I watched Laurel and Hardy’s Sons of the Desert, which I’d never seen. In fact, it’s been ages since I’ve seen any Laurel and Hardy movies. I was curious about Sons of the Desert because it is consistently listed as one of their best films. They even named the Laurel and Hardy fan club after it (although, to be fair, how many other L&H titles lend themselves to becoming fan club names? This one comes with ready-made costumes, oaths, and songs, too.)

But I have to admit to feeling let down. Maybe I was simply building up my expectations too much, but I was ready for some excellent, involved comedy – like the tour de force that was Buster Keaton’s The General. What I saw seemed like pretty standard run-of-the-mill effort, not something to rank among the very best.

Or am I missing something? Anybody want to defend this film from me giving it a downcheck?

That’s pretty typical of what most people think of those two movies. The General is rated 8.1 and Sons of the Desert is rated 7.6 on the IMDb, making The General the 194th highest rated film and Sons of the Desert well outside of the top 250 rated films. The General is ranked as number 34 in the 2012 version of Sight and Sound’s 100 Greatest Films of All Time, while Sons of the Desert doesn’t make it into list of the 100 greatest. Laurel and Hardy may have a pretty intense group of fans, but outside of them Sons of the Desert doesn’t rate that well.

Shhhhhhhhh! I’m trying to use the phone!

There’s a lotta things about me you don’t know anything about, Dung and burpo. Things you wouldn’t understand. Things you couldn’t understand. Things you shouldn’t understand.

Saw “Once Upon a Time . . . in Hollywood” last night. We both thought it was pretty meh.
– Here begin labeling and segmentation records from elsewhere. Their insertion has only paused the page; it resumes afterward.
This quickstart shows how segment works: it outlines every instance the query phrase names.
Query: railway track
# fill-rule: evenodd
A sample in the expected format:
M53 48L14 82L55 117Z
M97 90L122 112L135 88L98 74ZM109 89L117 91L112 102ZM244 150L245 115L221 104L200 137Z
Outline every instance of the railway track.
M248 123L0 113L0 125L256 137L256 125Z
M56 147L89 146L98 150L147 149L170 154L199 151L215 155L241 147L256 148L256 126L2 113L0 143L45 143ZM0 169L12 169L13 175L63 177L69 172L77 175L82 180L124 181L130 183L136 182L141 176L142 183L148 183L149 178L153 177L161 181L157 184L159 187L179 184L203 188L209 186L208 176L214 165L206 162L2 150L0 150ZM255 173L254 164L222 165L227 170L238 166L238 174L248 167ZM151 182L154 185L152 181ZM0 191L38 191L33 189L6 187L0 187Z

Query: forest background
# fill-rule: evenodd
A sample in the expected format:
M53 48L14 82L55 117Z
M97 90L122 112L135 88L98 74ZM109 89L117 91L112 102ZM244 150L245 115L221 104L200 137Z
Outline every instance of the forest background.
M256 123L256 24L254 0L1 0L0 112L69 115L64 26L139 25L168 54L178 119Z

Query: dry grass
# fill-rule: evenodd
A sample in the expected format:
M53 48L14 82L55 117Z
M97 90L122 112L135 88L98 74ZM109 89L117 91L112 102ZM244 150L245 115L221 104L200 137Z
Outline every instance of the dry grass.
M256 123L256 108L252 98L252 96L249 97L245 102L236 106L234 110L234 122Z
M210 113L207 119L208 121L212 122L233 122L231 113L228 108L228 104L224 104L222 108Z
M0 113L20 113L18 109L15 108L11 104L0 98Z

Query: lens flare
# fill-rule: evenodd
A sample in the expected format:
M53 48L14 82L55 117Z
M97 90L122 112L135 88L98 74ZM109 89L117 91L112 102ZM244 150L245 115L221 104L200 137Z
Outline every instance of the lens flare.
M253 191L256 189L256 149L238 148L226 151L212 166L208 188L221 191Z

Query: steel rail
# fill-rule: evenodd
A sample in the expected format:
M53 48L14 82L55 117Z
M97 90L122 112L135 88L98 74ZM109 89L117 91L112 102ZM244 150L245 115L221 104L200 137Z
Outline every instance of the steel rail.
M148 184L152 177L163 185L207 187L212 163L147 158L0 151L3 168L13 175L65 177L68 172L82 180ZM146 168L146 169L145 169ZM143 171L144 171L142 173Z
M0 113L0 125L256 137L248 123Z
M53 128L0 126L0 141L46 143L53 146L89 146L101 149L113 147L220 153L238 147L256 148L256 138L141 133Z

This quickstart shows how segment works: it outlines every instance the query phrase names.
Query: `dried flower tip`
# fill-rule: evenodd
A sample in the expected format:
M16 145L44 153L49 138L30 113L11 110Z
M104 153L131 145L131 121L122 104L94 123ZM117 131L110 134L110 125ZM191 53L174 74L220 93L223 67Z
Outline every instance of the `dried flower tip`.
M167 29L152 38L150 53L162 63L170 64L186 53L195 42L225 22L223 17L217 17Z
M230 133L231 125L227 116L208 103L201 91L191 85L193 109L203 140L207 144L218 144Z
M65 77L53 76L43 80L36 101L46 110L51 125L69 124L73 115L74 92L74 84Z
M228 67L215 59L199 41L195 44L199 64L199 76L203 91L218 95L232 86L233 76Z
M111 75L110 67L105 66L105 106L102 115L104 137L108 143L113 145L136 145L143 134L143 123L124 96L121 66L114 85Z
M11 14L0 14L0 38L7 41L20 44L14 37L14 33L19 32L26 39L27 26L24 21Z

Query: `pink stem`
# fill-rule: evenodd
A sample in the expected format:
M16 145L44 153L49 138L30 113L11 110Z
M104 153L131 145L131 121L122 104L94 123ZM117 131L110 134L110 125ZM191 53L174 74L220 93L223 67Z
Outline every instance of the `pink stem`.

How Pitt got an Oscar for that is a mystery to me.

The Lobster WTF!?!? If I cared enough to bother I’d look up what that movie was really supposed to be about.

The Laundromat fantastic. A wonderful cast and a delightful production of what would normally be a boring subject.

Oh, and I might add that there was a huge problem (to me) in the Tarentino movie: they kept showing people shuttling around the country in 747s. The time frame for this film is 1967, at the latest, and the 747 didn’t fly commercially until 1970.

Actually, we can pinpoint the timeframe pretty precisely: August 8, 1969 – the date of the Manson Family murders.

True, but this is also a universe where Hitler died in a theater fire and the Tate-LaBianca murders at the very least went down very differently from ours.

Um…yeah…that’s a bit of a stretch. It’s one thing to posit: What if the Manson family went to the house next door? vs. What if the Manson family, Sharon Tate, everything they did and movies they made etc all occurred two years prior? Also: went to the house next door?

Yeah, my bad. The “Family” came under Manson’s influence in 1967, but the murders were two years later. Still, the planes were a glaring error.